To address the bottleneck in humanoid robot gait control where deep reinforcement learning (DRL) reward function design relies heavily on manual tuning and domain expertise, this paper proposes the first end-to-end reward auto-generation framework integrating agent engineering with large language models (LLMs). The method requires no task-specific prompts or templates, enabling zero-shot reward generation and context-driven iterative refinement, while seamlessly interfacing with standard DRL algorithms such as PPO and SAC. Evaluated in multi-morphology humanoid robot simulation environments, it significantly outperforms EUREKA—achieving high-dynamic, sprint-level gaits on complex terrains, improving training efficiency by 37%, and boosting task performance by 29%. Its core contribution lies in the systematic integration of LLM capabilities—code generation, zero-shot reasoning, and contextual optimization—into reward engineering, thereby establishing a fully automated closed loop from reward specification to policy learning.

Humanoid robotics presents significant challenges in artificial intelligence, requiring precise coordination and control of high-degree-of-freedom systems.

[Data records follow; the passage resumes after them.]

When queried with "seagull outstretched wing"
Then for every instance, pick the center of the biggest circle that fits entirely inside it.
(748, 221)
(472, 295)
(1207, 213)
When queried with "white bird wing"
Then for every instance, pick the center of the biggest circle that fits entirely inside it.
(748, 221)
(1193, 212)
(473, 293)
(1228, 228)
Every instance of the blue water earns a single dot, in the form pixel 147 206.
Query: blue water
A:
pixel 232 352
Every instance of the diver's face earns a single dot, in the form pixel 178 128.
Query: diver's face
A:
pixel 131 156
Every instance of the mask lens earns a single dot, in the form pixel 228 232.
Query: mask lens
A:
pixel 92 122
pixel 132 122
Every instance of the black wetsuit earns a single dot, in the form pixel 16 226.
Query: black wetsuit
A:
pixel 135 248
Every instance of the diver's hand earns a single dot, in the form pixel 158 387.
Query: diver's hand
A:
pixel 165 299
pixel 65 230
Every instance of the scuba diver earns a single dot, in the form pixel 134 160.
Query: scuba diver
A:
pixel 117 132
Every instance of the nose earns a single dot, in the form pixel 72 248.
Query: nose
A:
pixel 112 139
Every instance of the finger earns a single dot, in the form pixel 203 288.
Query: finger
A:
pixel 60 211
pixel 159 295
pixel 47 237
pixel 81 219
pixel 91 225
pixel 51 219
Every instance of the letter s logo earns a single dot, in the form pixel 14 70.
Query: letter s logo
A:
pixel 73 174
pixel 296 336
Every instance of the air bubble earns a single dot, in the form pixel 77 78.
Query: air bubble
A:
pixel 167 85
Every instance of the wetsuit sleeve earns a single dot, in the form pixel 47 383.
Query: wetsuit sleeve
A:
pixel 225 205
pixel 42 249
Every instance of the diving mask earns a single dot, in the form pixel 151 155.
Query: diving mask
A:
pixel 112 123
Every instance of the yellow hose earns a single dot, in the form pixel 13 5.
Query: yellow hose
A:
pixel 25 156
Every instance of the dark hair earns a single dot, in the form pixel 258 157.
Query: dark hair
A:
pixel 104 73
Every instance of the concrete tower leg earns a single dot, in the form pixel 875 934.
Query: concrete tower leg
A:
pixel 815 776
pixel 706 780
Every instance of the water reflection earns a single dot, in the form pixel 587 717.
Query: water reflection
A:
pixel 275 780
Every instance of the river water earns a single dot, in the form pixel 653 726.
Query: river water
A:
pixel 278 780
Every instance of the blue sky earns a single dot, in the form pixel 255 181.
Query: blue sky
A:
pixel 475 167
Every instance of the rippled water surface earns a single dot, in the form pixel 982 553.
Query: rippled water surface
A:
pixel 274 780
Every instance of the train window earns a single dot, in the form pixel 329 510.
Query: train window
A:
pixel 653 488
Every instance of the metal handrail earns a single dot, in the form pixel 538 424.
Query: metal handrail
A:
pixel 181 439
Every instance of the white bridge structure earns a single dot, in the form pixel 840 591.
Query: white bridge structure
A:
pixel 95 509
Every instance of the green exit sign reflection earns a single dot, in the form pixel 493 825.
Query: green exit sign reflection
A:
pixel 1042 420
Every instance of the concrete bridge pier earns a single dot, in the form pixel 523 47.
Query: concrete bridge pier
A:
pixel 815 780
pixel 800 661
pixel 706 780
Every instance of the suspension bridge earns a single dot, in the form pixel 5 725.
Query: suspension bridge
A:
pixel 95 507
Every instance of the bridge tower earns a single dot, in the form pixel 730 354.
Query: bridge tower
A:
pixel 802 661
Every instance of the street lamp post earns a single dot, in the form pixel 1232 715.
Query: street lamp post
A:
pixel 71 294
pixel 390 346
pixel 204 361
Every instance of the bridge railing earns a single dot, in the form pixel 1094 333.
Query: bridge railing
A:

Designing effective reward functions for deep reinforcement learning (DRL) in this domain remains a critical bottleneck, demanding extensive manual effort, domain expertise, and iterative refinement. To overcome these challenges, we introduce STRIDE, a novel framework built on agentic engineering to automate reward design, DRL training, and feedback optimization for humanoid robot locomotion tasks. By combining the structured principles of agentic engineering with large language models (LLMs) for code-writing, zero-shot generation, and in-context optimization, STRIDE generates, evaluates, and iteratively refines reward functions without relying on task-specific prompts or templates. Across diverse environments featuring humanoid robot morphologies, STRIDE outperforms the state-of-the-art reward design framework EUREKA, achieving significant improvements in efficiency and task performance. Using STRIDE-generated rewards, simulated humanoid robots achieve sprint-level locomotion across complex terrains, highlighting its ability to advance DRL workflows and humanoid robotics research.